L’ambassadeur dit reconnaître, toutefois, que l’insécurité qui sévit dans le pays ne favorise pas l’organisation du scrutin « Cela  a été dit par tout le monde le 21 avril, il n’est pas possible aujourd’hui d’organiser les élections qui soient fiables compte tenu de plein de facteurs et le facteur, essentiel est l’absence de sécurité », a-t-il ajouté, soulignant que la France travaille avec d’autres partenaires pour améliorer les conditions sécuritaires des Haïtiens. « Il y a des zones entières du pays, autour de Port-au-Prince notamment qui sont des zones de non droit totales et dans des conditions sécuritaires qui sont épouvantables.
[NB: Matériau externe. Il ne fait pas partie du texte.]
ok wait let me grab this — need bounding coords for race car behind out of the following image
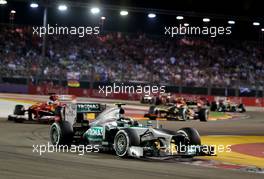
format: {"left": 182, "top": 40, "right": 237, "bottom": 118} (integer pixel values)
{"left": 210, "top": 100, "right": 246, "bottom": 113}
{"left": 144, "top": 99, "right": 209, "bottom": 122}
{"left": 8, "top": 94, "right": 78, "bottom": 123}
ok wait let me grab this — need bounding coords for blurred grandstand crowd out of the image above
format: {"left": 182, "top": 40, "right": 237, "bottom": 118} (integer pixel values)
{"left": 0, "top": 25, "right": 263, "bottom": 88}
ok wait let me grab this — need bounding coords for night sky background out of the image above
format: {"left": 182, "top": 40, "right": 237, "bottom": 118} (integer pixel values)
{"left": 0, "top": 0, "right": 263, "bottom": 41}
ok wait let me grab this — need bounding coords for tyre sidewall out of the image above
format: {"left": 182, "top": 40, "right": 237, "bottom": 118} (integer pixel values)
{"left": 114, "top": 130, "right": 130, "bottom": 157}
{"left": 50, "top": 122, "right": 62, "bottom": 145}
{"left": 177, "top": 127, "right": 201, "bottom": 145}
{"left": 199, "top": 108, "right": 209, "bottom": 122}
{"left": 50, "top": 121, "right": 73, "bottom": 145}
{"left": 179, "top": 107, "right": 187, "bottom": 121}
{"left": 14, "top": 105, "right": 25, "bottom": 115}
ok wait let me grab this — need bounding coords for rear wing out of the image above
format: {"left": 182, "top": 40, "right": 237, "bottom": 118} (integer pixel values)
{"left": 64, "top": 103, "right": 106, "bottom": 125}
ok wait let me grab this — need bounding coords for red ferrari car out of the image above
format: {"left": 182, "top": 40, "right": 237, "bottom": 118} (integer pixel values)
{"left": 8, "top": 94, "right": 76, "bottom": 123}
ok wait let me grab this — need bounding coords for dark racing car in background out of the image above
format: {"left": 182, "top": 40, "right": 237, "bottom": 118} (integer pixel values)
{"left": 50, "top": 103, "right": 215, "bottom": 158}
{"left": 210, "top": 99, "right": 246, "bottom": 113}
{"left": 144, "top": 98, "right": 209, "bottom": 122}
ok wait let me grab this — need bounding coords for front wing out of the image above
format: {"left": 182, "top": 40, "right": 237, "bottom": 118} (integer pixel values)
{"left": 128, "top": 145, "right": 216, "bottom": 158}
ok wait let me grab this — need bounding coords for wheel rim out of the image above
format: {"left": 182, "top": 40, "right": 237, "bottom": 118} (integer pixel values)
{"left": 180, "top": 108, "right": 187, "bottom": 120}
{"left": 116, "top": 134, "right": 127, "bottom": 155}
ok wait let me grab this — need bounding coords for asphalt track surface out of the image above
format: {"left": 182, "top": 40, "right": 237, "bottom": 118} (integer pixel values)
{"left": 0, "top": 99, "right": 264, "bottom": 178}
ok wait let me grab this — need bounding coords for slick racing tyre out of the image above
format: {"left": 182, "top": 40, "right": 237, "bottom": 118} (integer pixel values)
{"left": 114, "top": 130, "right": 130, "bottom": 157}
{"left": 230, "top": 106, "right": 236, "bottom": 112}
{"left": 14, "top": 105, "right": 25, "bottom": 115}
{"left": 238, "top": 104, "right": 246, "bottom": 113}
{"left": 198, "top": 108, "right": 209, "bottom": 122}
{"left": 179, "top": 108, "right": 188, "bottom": 121}
{"left": 50, "top": 121, "right": 73, "bottom": 145}
{"left": 148, "top": 105, "right": 156, "bottom": 114}
{"left": 210, "top": 101, "right": 217, "bottom": 111}
{"left": 177, "top": 127, "right": 201, "bottom": 145}
{"left": 7, "top": 115, "right": 13, "bottom": 121}
{"left": 13, "top": 105, "right": 26, "bottom": 123}
{"left": 148, "top": 105, "right": 157, "bottom": 120}
{"left": 217, "top": 104, "right": 226, "bottom": 112}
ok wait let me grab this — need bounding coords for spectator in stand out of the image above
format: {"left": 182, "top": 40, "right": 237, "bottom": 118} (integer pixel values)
{"left": 0, "top": 25, "right": 263, "bottom": 88}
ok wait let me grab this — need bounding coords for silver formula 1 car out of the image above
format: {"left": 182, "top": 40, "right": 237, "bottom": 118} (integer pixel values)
{"left": 50, "top": 103, "right": 214, "bottom": 158}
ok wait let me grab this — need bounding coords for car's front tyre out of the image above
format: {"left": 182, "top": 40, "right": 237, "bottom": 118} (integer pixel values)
{"left": 114, "top": 130, "right": 130, "bottom": 157}
{"left": 177, "top": 127, "right": 201, "bottom": 145}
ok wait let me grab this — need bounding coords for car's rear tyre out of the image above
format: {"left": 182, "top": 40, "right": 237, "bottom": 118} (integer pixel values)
{"left": 179, "top": 108, "right": 188, "bottom": 121}
{"left": 177, "top": 127, "right": 201, "bottom": 145}
{"left": 14, "top": 105, "right": 25, "bottom": 115}
{"left": 230, "top": 106, "right": 236, "bottom": 112}
{"left": 50, "top": 121, "right": 73, "bottom": 145}
{"left": 198, "top": 108, "right": 209, "bottom": 122}
{"left": 114, "top": 130, "right": 130, "bottom": 157}
{"left": 148, "top": 105, "right": 156, "bottom": 114}
{"left": 210, "top": 101, "right": 217, "bottom": 111}
{"left": 238, "top": 104, "right": 246, "bottom": 113}
{"left": 7, "top": 115, "right": 13, "bottom": 121}
{"left": 147, "top": 106, "right": 157, "bottom": 120}
{"left": 217, "top": 104, "right": 226, "bottom": 112}
{"left": 13, "top": 105, "right": 25, "bottom": 123}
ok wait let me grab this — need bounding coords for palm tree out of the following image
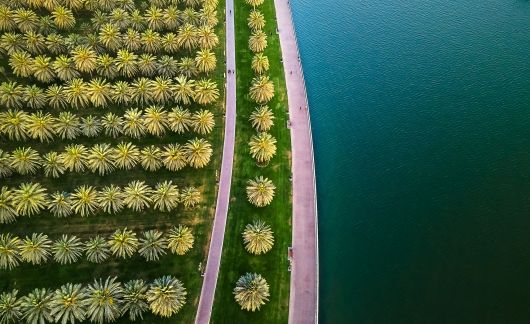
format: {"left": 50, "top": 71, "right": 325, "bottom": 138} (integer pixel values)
{"left": 251, "top": 53, "right": 269, "bottom": 74}
{"left": 0, "top": 149, "right": 12, "bottom": 178}
{"left": 19, "top": 233, "right": 52, "bottom": 265}
{"left": 248, "top": 10, "right": 265, "bottom": 31}
{"left": 101, "top": 112, "right": 123, "bottom": 138}
{"left": 249, "top": 30, "right": 267, "bottom": 52}
{"left": 0, "top": 109, "right": 27, "bottom": 141}
{"left": 139, "top": 230, "right": 167, "bottom": 261}
{"left": 0, "top": 81, "right": 24, "bottom": 109}
{"left": 64, "top": 78, "right": 90, "bottom": 108}
{"left": 87, "top": 78, "right": 112, "bottom": 108}
{"left": 0, "top": 187, "right": 17, "bottom": 224}
{"left": 1, "top": 33, "right": 24, "bottom": 55}
{"left": 167, "top": 106, "right": 191, "bottom": 134}
{"left": 137, "top": 53, "right": 158, "bottom": 77}
{"left": 141, "top": 29, "right": 162, "bottom": 53}
{"left": 197, "top": 25, "right": 219, "bottom": 49}
{"left": 95, "top": 54, "right": 117, "bottom": 79}
{"left": 14, "top": 9, "right": 39, "bottom": 33}
{"left": 85, "top": 277, "right": 124, "bottom": 323}
{"left": 163, "top": 6, "right": 180, "bottom": 30}
{"left": 51, "top": 6, "right": 75, "bottom": 29}
{"left": 177, "top": 23, "right": 197, "bottom": 51}
{"left": 185, "top": 138, "right": 212, "bottom": 168}
{"left": 71, "top": 185, "right": 99, "bottom": 217}
{"left": 163, "top": 33, "right": 180, "bottom": 53}
{"left": 200, "top": 7, "right": 218, "bottom": 26}
{"left": 53, "top": 55, "right": 80, "bottom": 81}
{"left": 190, "top": 109, "right": 214, "bottom": 135}
{"left": 108, "top": 228, "right": 138, "bottom": 258}
{"left": 144, "top": 105, "right": 168, "bottom": 136}
{"left": 146, "top": 276, "right": 187, "bottom": 317}
{"left": 12, "top": 182, "right": 48, "bottom": 216}
{"left": 195, "top": 49, "right": 216, "bottom": 73}
{"left": 114, "top": 142, "right": 140, "bottom": 170}
{"left": 55, "top": 111, "right": 80, "bottom": 140}
{"left": 178, "top": 57, "right": 198, "bottom": 78}
{"left": 173, "top": 75, "right": 195, "bottom": 105}
{"left": 0, "top": 6, "right": 16, "bottom": 32}
{"left": 250, "top": 105, "right": 274, "bottom": 131}
{"left": 123, "top": 29, "right": 142, "bottom": 51}
{"left": 98, "top": 184, "right": 125, "bottom": 214}
{"left": 19, "top": 288, "right": 53, "bottom": 324}
{"left": 152, "top": 76, "right": 174, "bottom": 104}
{"left": 87, "top": 143, "right": 115, "bottom": 175}
{"left": 46, "top": 85, "right": 68, "bottom": 109}
{"left": 194, "top": 79, "right": 219, "bottom": 105}
{"left": 181, "top": 7, "right": 200, "bottom": 24}
{"left": 167, "top": 225, "right": 194, "bottom": 255}
{"left": 109, "top": 8, "right": 130, "bottom": 29}
{"left": 180, "top": 187, "right": 201, "bottom": 209}
{"left": 24, "top": 112, "right": 55, "bottom": 143}
{"left": 84, "top": 235, "right": 110, "bottom": 263}
{"left": 246, "top": 176, "right": 275, "bottom": 207}
{"left": 158, "top": 56, "right": 179, "bottom": 78}
{"left": 98, "top": 23, "right": 122, "bottom": 50}
{"left": 24, "top": 31, "right": 46, "bottom": 54}
{"left": 131, "top": 77, "right": 154, "bottom": 105}
{"left": 0, "top": 290, "right": 21, "bottom": 323}
{"left": 250, "top": 75, "right": 274, "bottom": 103}
{"left": 129, "top": 9, "right": 145, "bottom": 31}
{"left": 64, "top": 0, "right": 84, "bottom": 10}
{"left": 60, "top": 144, "right": 87, "bottom": 172}
{"left": 32, "top": 55, "right": 56, "bottom": 83}
{"left": 49, "top": 283, "right": 87, "bottom": 324}
{"left": 123, "top": 180, "right": 152, "bottom": 211}
{"left": 0, "top": 234, "right": 21, "bottom": 270}
{"left": 45, "top": 33, "right": 67, "bottom": 55}
{"left": 152, "top": 181, "right": 179, "bottom": 212}
{"left": 233, "top": 273, "right": 269, "bottom": 311}
{"left": 24, "top": 85, "right": 46, "bottom": 110}
{"left": 116, "top": 49, "right": 138, "bottom": 78}
{"left": 52, "top": 234, "right": 83, "bottom": 264}
{"left": 243, "top": 220, "right": 274, "bottom": 255}
{"left": 245, "top": 0, "right": 264, "bottom": 6}
{"left": 123, "top": 108, "right": 146, "bottom": 139}
{"left": 140, "top": 145, "right": 163, "bottom": 171}
{"left": 43, "top": 152, "right": 66, "bottom": 178}
{"left": 111, "top": 80, "right": 131, "bottom": 105}
{"left": 122, "top": 280, "right": 149, "bottom": 321}
{"left": 249, "top": 132, "right": 277, "bottom": 163}
{"left": 10, "top": 147, "right": 41, "bottom": 175}
{"left": 80, "top": 115, "right": 101, "bottom": 137}
{"left": 48, "top": 191, "right": 72, "bottom": 218}
{"left": 162, "top": 144, "right": 187, "bottom": 171}
{"left": 9, "top": 51, "right": 34, "bottom": 77}
{"left": 144, "top": 6, "right": 164, "bottom": 30}
{"left": 71, "top": 45, "right": 97, "bottom": 73}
Nous pouvons le voir tous les jours, il y a aussi des efforts qui ont été faits. Des petites victoires, de petits accomplissements ont été effectués ces dernières semaines et qui vont dans le bon sens. Nous essayons de faire en sorte que cette trajectoire soit maintenue et approfondie », a souligné M. Mauriès.


Les attentes de l’ambassadeur Fabrice Mauriès


« Sur le plan politique, nous continuons à espérer que le Conseil électoral provisoire CEP) puisse être établi dans les meilleurs délais. Non seulement le CEP pourra être établi mais que l’administration du CEP puisse être à nouveau fonctionnelle parce que nous avons deux problèmes : un CEP qui n’existe plus, mais aussi une administration qui doit être modernisée et refinancée. Ce sont les attentes les plus immédiates et qui permettraient d’enclencher une nouvelle dynamique afin d’aller vers les élections », a avancé l’ambassadeur de France en Haïti, Fabrice Mauriès.
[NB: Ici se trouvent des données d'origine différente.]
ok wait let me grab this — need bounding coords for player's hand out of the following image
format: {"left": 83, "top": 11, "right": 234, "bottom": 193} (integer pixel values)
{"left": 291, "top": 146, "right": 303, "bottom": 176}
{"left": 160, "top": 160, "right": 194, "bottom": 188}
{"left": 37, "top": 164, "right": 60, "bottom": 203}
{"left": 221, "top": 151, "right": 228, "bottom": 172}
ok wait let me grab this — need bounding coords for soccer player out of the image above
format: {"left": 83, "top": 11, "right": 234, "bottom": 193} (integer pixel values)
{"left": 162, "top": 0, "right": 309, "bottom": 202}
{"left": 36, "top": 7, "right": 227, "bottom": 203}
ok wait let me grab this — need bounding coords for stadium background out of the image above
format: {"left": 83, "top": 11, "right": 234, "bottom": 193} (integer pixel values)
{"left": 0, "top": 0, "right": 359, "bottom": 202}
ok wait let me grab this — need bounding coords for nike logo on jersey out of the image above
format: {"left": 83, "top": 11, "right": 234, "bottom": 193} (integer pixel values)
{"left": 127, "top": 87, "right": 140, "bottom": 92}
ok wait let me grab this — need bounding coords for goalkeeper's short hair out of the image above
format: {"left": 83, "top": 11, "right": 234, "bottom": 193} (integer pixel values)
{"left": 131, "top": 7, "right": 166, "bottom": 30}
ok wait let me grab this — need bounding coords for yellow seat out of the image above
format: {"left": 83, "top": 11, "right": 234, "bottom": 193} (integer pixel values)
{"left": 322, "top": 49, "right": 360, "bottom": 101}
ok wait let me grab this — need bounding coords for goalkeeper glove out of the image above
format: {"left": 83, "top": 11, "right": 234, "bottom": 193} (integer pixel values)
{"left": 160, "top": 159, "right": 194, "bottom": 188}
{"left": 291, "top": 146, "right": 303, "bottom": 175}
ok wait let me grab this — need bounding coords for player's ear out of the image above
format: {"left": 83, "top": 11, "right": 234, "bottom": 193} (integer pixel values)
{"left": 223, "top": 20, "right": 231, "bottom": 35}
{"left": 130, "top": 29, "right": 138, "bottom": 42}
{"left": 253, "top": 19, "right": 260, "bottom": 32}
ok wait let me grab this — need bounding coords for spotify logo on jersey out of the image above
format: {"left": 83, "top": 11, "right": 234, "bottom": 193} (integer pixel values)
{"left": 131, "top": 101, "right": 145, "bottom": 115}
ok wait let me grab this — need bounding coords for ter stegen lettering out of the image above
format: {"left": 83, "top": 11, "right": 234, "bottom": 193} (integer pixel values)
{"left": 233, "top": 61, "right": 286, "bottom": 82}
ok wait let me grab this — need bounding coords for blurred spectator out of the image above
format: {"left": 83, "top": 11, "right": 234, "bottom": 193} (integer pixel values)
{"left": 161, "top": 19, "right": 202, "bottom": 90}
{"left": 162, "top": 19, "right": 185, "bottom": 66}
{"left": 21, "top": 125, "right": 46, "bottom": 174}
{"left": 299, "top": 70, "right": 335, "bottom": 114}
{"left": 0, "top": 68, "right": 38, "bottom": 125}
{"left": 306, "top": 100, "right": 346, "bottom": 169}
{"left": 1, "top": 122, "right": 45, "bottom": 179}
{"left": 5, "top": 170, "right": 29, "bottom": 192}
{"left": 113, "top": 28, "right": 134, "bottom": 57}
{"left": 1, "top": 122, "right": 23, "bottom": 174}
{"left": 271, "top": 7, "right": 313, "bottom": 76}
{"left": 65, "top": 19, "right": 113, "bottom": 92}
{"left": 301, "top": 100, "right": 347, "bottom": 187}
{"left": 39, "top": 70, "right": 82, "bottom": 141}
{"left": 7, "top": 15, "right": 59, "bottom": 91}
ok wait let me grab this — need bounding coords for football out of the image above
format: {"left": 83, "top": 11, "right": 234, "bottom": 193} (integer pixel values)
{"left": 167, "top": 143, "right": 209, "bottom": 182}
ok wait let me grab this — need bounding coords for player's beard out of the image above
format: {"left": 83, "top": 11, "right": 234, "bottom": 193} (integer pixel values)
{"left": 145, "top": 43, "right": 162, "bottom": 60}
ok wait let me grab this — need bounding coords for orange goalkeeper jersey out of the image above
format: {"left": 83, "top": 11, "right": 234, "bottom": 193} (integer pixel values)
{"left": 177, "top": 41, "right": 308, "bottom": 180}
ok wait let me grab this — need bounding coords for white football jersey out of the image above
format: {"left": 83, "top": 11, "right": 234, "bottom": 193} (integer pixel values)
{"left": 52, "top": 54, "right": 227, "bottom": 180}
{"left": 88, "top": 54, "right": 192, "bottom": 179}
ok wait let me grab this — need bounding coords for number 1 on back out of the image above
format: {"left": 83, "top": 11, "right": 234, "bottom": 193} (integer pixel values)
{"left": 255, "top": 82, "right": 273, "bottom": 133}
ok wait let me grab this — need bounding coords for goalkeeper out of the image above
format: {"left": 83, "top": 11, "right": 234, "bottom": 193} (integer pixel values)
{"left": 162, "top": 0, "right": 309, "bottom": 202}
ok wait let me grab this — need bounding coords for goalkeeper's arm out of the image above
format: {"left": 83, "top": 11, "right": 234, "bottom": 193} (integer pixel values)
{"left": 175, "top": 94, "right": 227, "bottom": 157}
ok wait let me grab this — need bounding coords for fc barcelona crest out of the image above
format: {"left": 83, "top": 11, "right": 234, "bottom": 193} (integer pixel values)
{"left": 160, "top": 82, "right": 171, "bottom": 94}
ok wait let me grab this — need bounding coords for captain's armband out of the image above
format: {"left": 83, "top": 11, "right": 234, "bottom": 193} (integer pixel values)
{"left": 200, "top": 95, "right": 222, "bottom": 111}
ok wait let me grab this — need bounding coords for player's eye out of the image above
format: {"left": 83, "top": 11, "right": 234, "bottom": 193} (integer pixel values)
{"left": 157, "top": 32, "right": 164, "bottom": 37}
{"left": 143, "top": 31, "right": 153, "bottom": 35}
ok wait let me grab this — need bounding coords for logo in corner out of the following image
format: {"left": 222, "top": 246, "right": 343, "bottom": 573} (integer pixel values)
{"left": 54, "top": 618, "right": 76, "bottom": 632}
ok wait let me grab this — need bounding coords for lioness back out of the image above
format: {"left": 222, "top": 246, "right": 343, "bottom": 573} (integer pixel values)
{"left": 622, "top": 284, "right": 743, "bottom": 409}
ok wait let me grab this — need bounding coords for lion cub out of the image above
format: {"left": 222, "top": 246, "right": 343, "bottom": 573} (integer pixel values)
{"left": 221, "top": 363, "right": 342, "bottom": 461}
Démenti de l’ambassadeur Mauriès sur un éventuel support de la communauté internationale au premier ministre Ariel Henry


M. Mauriès a démenti les allégations selon lesquelles la communauté internationale supporte le chef du gouvernement Ariel Henry « ni sur le plan des faits actuels ni sur le plan historique. » « Les acteurs qui représentent la communauté internationale en Haïti ont besoin d’un partenaire gouvernemental qui travaille avec nous pour rétablir la sécurité, opérer le pouvoir judiciaire, envoyer les enfants à l’école, améliorer le système éducatif. Voilà pourquoi nous discutons, dialoguons et travaillons avec le gouvernement actuel. Mais, j’ai aussi dit que c’est une période de transition. Cette période de transition doit avoir un terme, elle doit aboutir à un calendrier qui permettra de conduire à une dévolution du pouvoir, selon les termes qui seront les plus consensuels possible à un gouvernement élu », a-t-il soutenu.


Le dialogue en Haïti se heurte à une crise de confiance


L’ambassadeur Mauriès ne croit pas que les acteurs refusent de dialoguer en Haïti. Pour preuve, il évoque des dialogues qui sont actuellement initiés dans le pays. « Je crois que les acteurs politiques souhaitent dialoguer. La raison pour laquelle cela n’aboutit pas c’est qu’il y a une crise de confiance. Un manque de confiance dans le but de ce dialogue. Je crois que tout le monde est persuadé que le partenaire a une arrière-pensée ou à des arrière-pensées qu’il ne souhaite pas mettre sur la table ou qu’il ne souhaite pas que ce soit l’objet de la négociation », a-t-il analysé.